The Storm Within
- Lyra Knox

- Sep 22, 2024
- 4 min read
Updated: Oct 18
There’s something powerful happening within me, something I can no longer deny or push aside. As I move through the last of 2024, I feel the heavy pull of a storm approaching, not from the world outside but from deep within my soul. It’s a storm I’ve resisted for so long, a force I’ve tried to keep at bay. But now, I find myself surrendering to it, allowing it to wash away the layers of shame, fear, and pain that have clung to me for years. This isn’t just any storm; it’s a reckoning, a transformation I have both dreaded and deeply needed. And as frightening as it once seemed, this healing feels long overdue and yet so incredibly welcomed.
I’ve come to understand that this journey isn’t just about confronting my past; it’s about finally meeting the parts of myself that have remained hidden for far too long. These pieces of me that I buried, the emotions I silenced, and the truths I refused to face. Getting acquainted with this hidden self has been both perplexing and humbling. How could I carry these wounds for so long and not see them for what they were? How did I allow limiting beliefs to shape my life in ways I didn’t even recognize? How could my own shame define me, even as I fought so hard against it?
But now, as I peel back the layers, I see these wounds for what they truly are, not weaknesses, not failings, but parts of me that need compassion, not judgment. Shadows that need light, not fear. Each wound is a teacher, guiding me to a deeper understanding of myself, one that is rooted in acceptance and love.
And I know I’m not the only one who feels this pull. I see it in others too, this subtle yet undeniable call to surrender to the storm within. To stop running from the hurt, the shame, the parts of ourselves we’ve deemed unworthy. To let the storm come and cleanse us. To let it tear down the walls we’ve built around our hearts, to flood the places where we’ve hidden our pain, and to wash away the stories we’ve told ourselves that we are not enough.
Healing the mother wound has been the most intense, yet liberating, part of this process. For so long, I sought validation, craving to be seen by the one person I believed could heal me. But I’ve come to understand that healing doesn’t come from outside of us; it comes from within. I’ve been learning how to mother myself, to offer the love, tenderness, and grace that I once looked for in others. It’s a delicate dance, one that is far from perfect, but it’s a dance I’m learning, step by step, as I surrender to this inner storm.
It’s as if my divine feminine is finally making peace with my inner balance, finding deep sacred honor in the oracle that I am becoming. I’m learning to balance the blind spots, the leaks in my energy field, as I feel initiated into a brand-new way of being. There is a profound sense of belonging here, an initiation into a deeper, more authentic version of myself, one that honors the wounds, the shadows, and the light.
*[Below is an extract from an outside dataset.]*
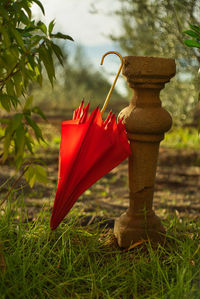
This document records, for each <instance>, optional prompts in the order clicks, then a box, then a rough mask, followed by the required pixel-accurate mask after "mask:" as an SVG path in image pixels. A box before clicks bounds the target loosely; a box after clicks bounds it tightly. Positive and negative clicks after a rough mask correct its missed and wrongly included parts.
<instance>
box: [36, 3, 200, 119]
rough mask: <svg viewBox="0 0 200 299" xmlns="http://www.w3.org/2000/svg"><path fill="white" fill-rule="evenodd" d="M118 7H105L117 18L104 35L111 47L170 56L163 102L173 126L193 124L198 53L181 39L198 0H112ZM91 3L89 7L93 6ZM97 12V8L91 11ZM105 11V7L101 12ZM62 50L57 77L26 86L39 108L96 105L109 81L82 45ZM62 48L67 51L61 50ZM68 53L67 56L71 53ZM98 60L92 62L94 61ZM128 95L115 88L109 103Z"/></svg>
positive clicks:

I see this storm as a cleansing force, one that’s here not to destroy me, but to remake me. And in this remaking, I find space for the parts of me that have been waiting to be seen, heard, and loved. The parts of me that are whole, even in their brokenness. This isn’t a path I would have chosen easily, but it’s the path I needed to walk, a path that feels not just mine, but one I sense many of us are being called to walk.
We are not alone in this. We are all being invited to surrender, to let go of the shame, the old wounds, and the stories that no longer serve us. To allow the storm to come, as terrifying as it may seem, and to trust that we will emerge not only stronger but more ourselves than we have ever been. There is a beauty in this surrender, a release of the tight grip we’ve held on our pain, and in that release, we find the freedom to heal.
So here I am, standing in the midst of this storm, welcoming it like an old friend. I don’t have all the answers, and I’m still learning how to navigate this unfamiliar terrain. But what I do know is this: healing comes in waves. It comes in moments of surrender, in the quiet realizations that remind us we are worthy of love, just as we are.
If you, too, feel the pull of this storm, know that you are not alone. We are all going through it, each of us finding our way, each of us healing in our own timeline. And when the storm passes, we will stand, renewed, remade, and ready to embrace the fullness of who we truly are in a brand new day for all of us.
Keep moving through the storm of healing and transformation. It may bend you, unravel you, even break you open, but on the other side, you’ll be woven back together, your inner light shining bright, rising with the dawn of a brand new day, for yourself and for all of us.